In Finland, the impact of sanctions is already being felt. The Helsingin Sanomat newspaper reported that Teboil, a petrol station chain owned by Lukoil, is running low on fuel stocks. "We are running down our fuel stocks, which means some stations are already out of certain fuel types and the number of such stations is growing daily," said Toni Flyckt, Teboil’s marketing and communications director. The situation highlights how the U.S. sanctions are reverberating across Europe’s energy markets, threatening to disrupt not just supply chains but also the daily lives of consumers.

As for Bulgaria, the government’s move to seize control of the Burgas refinery is not without controversy. Opposition lawmakers warn of potential legal battles ahead. Ivaylo Mirchev, leader of the Democratic Bulgaria alliance, voiced strong criticism: "This person will be granted such extraordinary powers that, in the end, Lukoil will sue Bulgaria — and the money will end up in Russia." Despite these concerns, the ruling coalition argues the step is necessary to prevent the refinery’s shutdown, which would have devastating consequences for Bulgaria’s energy security and economy. The government maintains that the U.S. sanctions "will effectively lead to the shutdown of the refinery’s operations due to the refusal of all counterparties to make payments to Lukoil-owned companies."

Under the newly adopted rules, the special commercial manager can not only keep the refinery running but also sell it, with the proceeds placed in a restricted account in Lukoil’s name. However, Lukoil would be unable to access these funds, a measure intended to comply with international sanctions while keeping the refinery operational. Boyko Borissov, Bulgaria’s former prime minister and leader of the GERB party, explained to local media that these changes are designed to protect the refinery and the country’s energy interests.
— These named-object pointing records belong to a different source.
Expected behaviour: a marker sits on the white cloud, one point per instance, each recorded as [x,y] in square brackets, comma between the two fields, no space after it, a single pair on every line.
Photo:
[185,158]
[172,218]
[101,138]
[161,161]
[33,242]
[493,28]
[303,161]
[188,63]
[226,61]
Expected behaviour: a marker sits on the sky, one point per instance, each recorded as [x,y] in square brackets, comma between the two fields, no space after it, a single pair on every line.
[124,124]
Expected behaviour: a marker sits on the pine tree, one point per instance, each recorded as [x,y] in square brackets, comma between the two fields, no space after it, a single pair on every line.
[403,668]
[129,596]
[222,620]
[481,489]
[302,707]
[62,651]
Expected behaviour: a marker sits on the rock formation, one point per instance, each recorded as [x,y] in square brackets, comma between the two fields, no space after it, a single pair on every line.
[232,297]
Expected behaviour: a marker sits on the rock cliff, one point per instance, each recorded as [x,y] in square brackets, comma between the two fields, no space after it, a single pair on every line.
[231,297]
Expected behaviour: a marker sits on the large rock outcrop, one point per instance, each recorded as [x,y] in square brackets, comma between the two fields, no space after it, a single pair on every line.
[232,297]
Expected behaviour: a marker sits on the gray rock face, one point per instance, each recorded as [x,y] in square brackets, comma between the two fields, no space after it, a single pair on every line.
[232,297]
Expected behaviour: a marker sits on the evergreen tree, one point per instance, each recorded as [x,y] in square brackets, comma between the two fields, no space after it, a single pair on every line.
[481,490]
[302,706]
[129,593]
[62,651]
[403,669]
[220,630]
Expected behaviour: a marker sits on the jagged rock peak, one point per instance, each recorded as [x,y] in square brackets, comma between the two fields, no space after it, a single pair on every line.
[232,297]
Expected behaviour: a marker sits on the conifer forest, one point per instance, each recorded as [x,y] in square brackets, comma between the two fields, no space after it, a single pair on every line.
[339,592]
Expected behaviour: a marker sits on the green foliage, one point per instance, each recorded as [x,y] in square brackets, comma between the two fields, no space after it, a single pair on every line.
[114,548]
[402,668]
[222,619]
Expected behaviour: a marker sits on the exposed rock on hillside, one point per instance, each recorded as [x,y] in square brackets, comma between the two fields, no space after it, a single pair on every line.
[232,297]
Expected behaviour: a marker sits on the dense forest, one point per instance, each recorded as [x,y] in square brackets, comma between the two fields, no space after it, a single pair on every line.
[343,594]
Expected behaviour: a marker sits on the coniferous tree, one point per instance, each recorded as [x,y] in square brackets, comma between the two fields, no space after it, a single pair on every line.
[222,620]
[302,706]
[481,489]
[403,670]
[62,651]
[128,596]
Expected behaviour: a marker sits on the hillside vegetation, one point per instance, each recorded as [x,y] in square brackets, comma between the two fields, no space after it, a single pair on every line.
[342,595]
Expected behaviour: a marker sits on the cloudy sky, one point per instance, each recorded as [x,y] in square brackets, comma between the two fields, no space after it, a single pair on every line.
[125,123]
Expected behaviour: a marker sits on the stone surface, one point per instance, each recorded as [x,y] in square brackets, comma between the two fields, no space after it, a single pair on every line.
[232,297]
Adding to the sense of urgency, Bulgaria last week imposed temporary restrictions on the export of petroleum products, including diesel and aviation fuel, even to other European Union members. This measure aims to ensure sufficient domestic supplies ahead of the new U.S. sanctions. The ban underscores the precariousness of Bulgaria’s energy situation and the government’s determination to avoid fuel shortages at home.

The Kremlin, for its part, has pushed back against the mounting international pressure. Kremlin spokesman Dmitry Peskov insisted that Lukoil’s legitimate interests should be respected, calling the sanctions "illegal." He stated, "We believe that all legitimate interests of a major international company, including a Russian one, like Lukoil, in terms of international trade and economic relations, must be respected." The Russian government has characterized the failed Gunvor deal as a commercial matter but remains adamant about defending the company’s rights on the global stage.

Analysts and oil executives predict that Lukoil will be forced to sell off its international assets at steep discounts by the U.S. Treasury’s November 21 deadline. The fate of the Burgas refinery, along with Lukoil’s other overseas holdings, remains uncertain as the clock ticks down. For Bulgaria, the coming weeks will reveal whether its bold legislative gambit can keep the country’s energy heart beating—or whether the standoff will plunge the Balkans’ largest refinery, and the nation itself, into crisis.

As the deadline approaches, Bulgaria’s struggle to balance sanctions compliance with national energy security is a vivid reminder of how global politics can reach deep into the daily workings of a country’s economy. The outcome will have far-reaching implications, not just for Bulgaria, but for the entire region’s energy future.